JAKARTA, Beritalima.com– Komisi VIII DPR RI yang membidangi agama dan sosial heran dengan putusan Mahkamah Agung (MA) terkait Fist Travel yang merugikan ribuan calon jemaah umroh Indonesia.
Soalnya, kata Wakil Ketua Komisi VIII DPR RI dari Fraksi Partai Golkar, Tubagus (TB)
Ace Hasan Sadzily, MA dalam putusannya menyatakan bahwa barang sitaan yang dari Fist Travel disita negara, padahal uang itu adalah milik para calon jemaah umroh yang ditipu pengelola biro perjalanan umroh tersebut.
“Kenapa uang itu disita dan diambil oleh negara.
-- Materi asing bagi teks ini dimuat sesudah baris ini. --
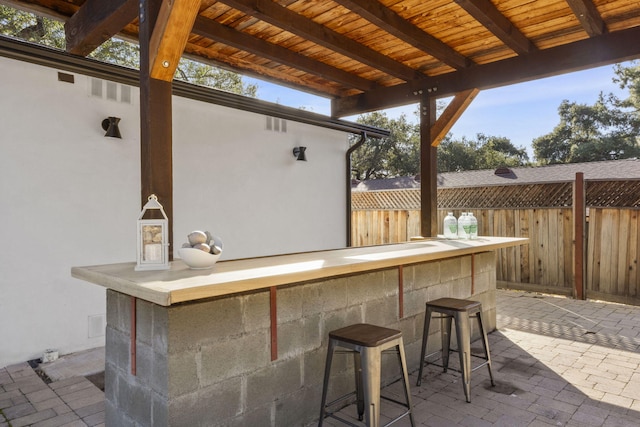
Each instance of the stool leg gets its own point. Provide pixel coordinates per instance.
(371, 385)
(325, 383)
(445, 335)
(405, 379)
(425, 336)
(485, 344)
(357, 363)
(464, 351)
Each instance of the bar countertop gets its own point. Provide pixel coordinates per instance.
(181, 284)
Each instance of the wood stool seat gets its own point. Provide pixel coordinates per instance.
(458, 310)
(367, 342)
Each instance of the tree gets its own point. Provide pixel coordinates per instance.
(397, 155)
(485, 152)
(607, 130)
(48, 32)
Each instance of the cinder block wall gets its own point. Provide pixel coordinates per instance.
(208, 363)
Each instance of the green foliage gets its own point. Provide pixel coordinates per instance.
(29, 27)
(629, 78)
(485, 152)
(206, 75)
(398, 155)
(607, 130)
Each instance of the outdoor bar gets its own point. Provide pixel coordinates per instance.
(244, 343)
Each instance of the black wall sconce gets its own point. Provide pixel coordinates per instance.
(110, 124)
(298, 153)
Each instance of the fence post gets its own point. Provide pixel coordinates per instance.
(579, 218)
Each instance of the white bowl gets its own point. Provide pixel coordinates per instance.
(197, 259)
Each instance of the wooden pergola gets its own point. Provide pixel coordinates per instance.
(365, 55)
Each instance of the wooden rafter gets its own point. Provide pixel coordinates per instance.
(170, 35)
(490, 17)
(96, 22)
(451, 114)
(393, 23)
(273, 13)
(226, 35)
(588, 16)
(597, 51)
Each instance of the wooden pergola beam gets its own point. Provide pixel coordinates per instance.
(96, 22)
(606, 49)
(170, 35)
(428, 169)
(588, 16)
(451, 114)
(275, 14)
(490, 17)
(393, 23)
(226, 35)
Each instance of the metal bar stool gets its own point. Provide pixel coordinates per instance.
(366, 342)
(459, 310)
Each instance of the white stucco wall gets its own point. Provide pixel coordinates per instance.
(70, 197)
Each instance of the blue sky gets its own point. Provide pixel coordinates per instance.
(519, 112)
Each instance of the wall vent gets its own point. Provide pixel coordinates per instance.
(67, 78)
(275, 124)
(110, 90)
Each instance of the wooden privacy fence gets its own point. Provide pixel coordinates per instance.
(546, 264)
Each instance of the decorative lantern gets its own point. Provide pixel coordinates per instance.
(153, 242)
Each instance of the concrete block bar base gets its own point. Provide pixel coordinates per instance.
(254, 353)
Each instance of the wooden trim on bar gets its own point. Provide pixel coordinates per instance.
(181, 284)
(274, 322)
(133, 345)
(473, 274)
(400, 292)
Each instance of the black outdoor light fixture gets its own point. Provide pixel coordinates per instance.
(298, 153)
(110, 124)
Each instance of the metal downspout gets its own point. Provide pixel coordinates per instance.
(354, 147)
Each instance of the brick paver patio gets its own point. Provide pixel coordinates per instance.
(556, 362)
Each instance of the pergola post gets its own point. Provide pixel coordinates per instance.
(428, 169)
(156, 159)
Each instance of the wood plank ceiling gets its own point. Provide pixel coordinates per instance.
(369, 54)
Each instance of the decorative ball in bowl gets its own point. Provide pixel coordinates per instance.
(202, 250)
(197, 258)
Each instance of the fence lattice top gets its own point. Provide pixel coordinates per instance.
(619, 193)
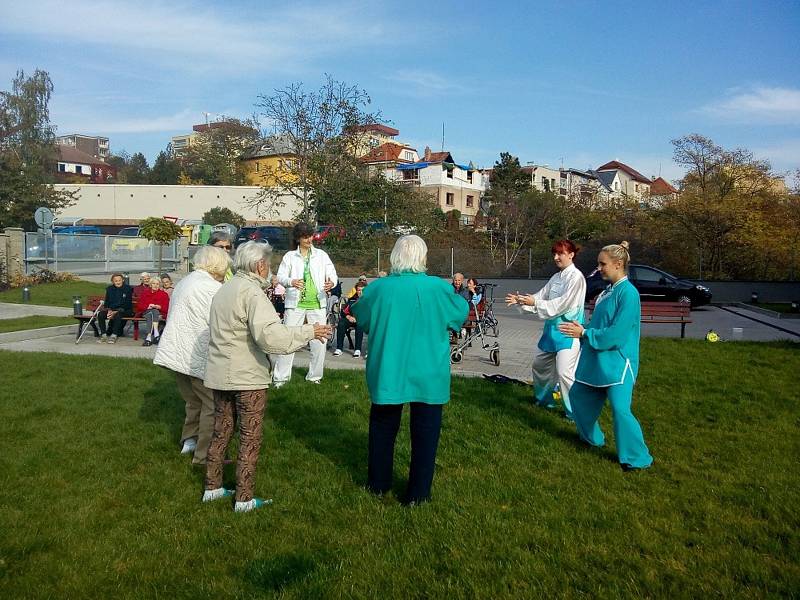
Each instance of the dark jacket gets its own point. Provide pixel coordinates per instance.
(119, 298)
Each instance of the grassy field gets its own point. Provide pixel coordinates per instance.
(95, 500)
(56, 294)
(33, 322)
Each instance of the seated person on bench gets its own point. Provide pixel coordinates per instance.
(348, 321)
(118, 305)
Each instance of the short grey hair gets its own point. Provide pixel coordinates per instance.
(212, 260)
(410, 253)
(249, 254)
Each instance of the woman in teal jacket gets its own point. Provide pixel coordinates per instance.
(407, 316)
(609, 361)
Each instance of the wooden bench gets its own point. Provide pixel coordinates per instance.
(661, 312)
(91, 305)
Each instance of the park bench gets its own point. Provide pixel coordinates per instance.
(92, 303)
(660, 312)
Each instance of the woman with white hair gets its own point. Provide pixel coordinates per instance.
(407, 316)
(244, 328)
(184, 346)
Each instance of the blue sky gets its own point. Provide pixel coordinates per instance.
(574, 82)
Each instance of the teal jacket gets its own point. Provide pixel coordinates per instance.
(406, 316)
(610, 343)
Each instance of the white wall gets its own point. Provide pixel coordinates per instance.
(119, 201)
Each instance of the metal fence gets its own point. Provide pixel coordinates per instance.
(90, 254)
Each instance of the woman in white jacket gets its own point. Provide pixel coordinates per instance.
(561, 300)
(307, 274)
(184, 346)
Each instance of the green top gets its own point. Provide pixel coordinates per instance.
(610, 344)
(406, 316)
(309, 299)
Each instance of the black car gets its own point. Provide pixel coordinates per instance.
(653, 285)
(278, 237)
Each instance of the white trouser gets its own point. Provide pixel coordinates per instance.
(293, 317)
(559, 367)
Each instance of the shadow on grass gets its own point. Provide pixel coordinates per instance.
(323, 429)
(162, 403)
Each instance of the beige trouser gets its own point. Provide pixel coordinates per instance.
(199, 421)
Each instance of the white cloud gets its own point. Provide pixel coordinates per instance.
(423, 83)
(758, 105)
(194, 37)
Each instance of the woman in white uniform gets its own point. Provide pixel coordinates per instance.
(561, 300)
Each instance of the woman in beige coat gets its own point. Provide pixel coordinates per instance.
(244, 329)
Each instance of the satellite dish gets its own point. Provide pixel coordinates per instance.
(44, 217)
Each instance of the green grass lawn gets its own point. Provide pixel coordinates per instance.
(56, 294)
(33, 322)
(95, 500)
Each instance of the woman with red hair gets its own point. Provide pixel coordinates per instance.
(561, 300)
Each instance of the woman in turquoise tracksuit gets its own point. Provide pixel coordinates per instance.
(407, 316)
(609, 361)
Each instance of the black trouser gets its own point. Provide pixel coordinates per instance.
(341, 331)
(384, 423)
(116, 324)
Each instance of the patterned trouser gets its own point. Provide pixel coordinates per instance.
(249, 407)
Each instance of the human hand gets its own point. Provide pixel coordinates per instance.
(322, 332)
(571, 329)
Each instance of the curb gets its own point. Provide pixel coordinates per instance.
(36, 334)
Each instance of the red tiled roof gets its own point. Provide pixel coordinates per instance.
(385, 152)
(73, 155)
(615, 164)
(661, 187)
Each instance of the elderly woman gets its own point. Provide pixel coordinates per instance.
(407, 316)
(184, 346)
(560, 300)
(609, 361)
(244, 328)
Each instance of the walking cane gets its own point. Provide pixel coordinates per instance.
(89, 323)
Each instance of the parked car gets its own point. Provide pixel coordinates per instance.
(278, 237)
(129, 240)
(653, 285)
(324, 232)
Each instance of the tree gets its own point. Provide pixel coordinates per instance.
(221, 214)
(214, 157)
(161, 231)
(27, 152)
(166, 168)
(323, 128)
(517, 211)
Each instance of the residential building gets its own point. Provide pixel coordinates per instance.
(74, 164)
(626, 180)
(91, 145)
(453, 186)
(270, 161)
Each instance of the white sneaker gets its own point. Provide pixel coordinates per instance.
(189, 446)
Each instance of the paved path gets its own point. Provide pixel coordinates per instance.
(518, 336)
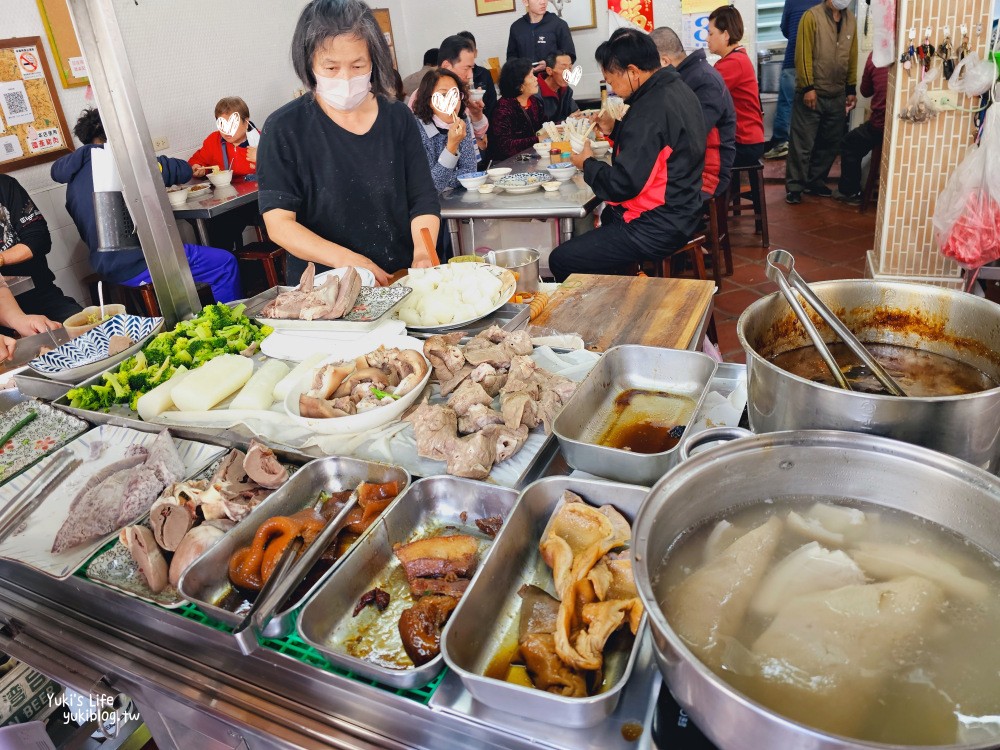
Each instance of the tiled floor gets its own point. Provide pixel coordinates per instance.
(828, 239)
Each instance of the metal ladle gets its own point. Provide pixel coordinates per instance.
(781, 270)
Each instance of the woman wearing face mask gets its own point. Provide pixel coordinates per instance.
(343, 176)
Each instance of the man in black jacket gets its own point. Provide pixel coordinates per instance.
(653, 186)
(716, 105)
(537, 34)
(24, 243)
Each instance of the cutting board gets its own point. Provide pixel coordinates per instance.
(609, 311)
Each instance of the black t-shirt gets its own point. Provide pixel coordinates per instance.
(360, 191)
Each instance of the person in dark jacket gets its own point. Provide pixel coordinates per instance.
(716, 105)
(519, 113)
(24, 243)
(554, 91)
(653, 186)
(481, 79)
(209, 265)
(865, 137)
(537, 34)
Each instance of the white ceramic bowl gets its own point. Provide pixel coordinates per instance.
(221, 178)
(178, 196)
(472, 180)
(562, 172)
(365, 421)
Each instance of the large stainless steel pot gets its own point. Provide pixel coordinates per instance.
(885, 472)
(955, 324)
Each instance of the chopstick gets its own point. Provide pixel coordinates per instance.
(24, 422)
(29, 503)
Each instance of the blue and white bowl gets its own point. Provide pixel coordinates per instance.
(472, 180)
(87, 355)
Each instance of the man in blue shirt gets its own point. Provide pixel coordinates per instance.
(790, 16)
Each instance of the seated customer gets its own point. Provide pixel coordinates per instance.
(24, 243)
(519, 113)
(229, 150)
(554, 91)
(716, 106)
(448, 139)
(653, 185)
(209, 265)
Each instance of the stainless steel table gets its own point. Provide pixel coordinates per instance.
(215, 203)
(573, 200)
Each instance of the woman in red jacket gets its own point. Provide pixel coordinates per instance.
(232, 145)
(725, 30)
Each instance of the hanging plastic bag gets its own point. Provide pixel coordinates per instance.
(967, 214)
(973, 76)
(920, 108)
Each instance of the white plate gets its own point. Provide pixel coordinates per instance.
(368, 420)
(506, 292)
(32, 545)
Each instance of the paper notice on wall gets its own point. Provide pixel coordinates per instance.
(694, 31)
(78, 66)
(28, 62)
(15, 104)
(10, 148)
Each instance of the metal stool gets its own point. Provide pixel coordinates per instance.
(755, 174)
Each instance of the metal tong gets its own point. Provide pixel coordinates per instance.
(781, 270)
(290, 569)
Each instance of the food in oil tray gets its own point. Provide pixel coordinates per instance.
(331, 300)
(647, 421)
(875, 625)
(452, 294)
(190, 517)
(251, 566)
(492, 369)
(376, 379)
(562, 639)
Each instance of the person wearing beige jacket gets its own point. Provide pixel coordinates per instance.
(826, 75)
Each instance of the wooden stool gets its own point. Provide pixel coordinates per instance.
(755, 174)
(268, 256)
(874, 170)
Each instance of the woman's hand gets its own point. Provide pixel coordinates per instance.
(7, 346)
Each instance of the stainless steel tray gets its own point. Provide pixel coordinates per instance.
(481, 624)
(425, 509)
(578, 425)
(207, 579)
(358, 319)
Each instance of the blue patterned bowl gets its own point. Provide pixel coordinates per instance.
(87, 355)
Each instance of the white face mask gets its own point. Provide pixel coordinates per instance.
(343, 94)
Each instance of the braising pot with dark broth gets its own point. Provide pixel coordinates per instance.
(956, 334)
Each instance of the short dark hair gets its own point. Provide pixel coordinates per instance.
(323, 19)
(727, 18)
(550, 61)
(452, 48)
(512, 76)
(628, 47)
(89, 127)
(422, 99)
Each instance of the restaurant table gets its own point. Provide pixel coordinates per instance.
(609, 311)
(573, 200)
(218, 201)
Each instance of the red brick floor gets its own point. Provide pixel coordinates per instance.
(828, 239)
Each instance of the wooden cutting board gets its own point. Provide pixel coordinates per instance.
(608, 311)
Dalam kasus Fist Travel tersebut, kan tak ada negara dirugikan. Harusnya uang tersebut dikembalikan kepada calon jemaah umroh yang telah menyetorkan dananya kepadaFist Travel,” kata politisi Partai Golkar dari Dapil I Provinsi Banten ini.
Hal tersebut diungkakpkan pria kelahiran Pandeglang, Banten, 19 September 1976 ini dalam acara mingguan dialetika demokrasi dengan tema ‘Ideal Aset Fist Travel Disita Negara’ yang digelar di Press Room Gedung Nusantara III Komplek Parlemen Senayan, Jakarta, Kamis (21/11).
Selain TB Ace Hasan juga tampil sebagai pembicara anggota Komisi VIII DPR RI, Diah Pitaloka, Pakar Tindak Pidana Pencucian Uang (TPPU), Yenti Garnasih serta Pengurus Harian Yayasan Lembaga Konsumen Indonesia (YLKI), Sularsi.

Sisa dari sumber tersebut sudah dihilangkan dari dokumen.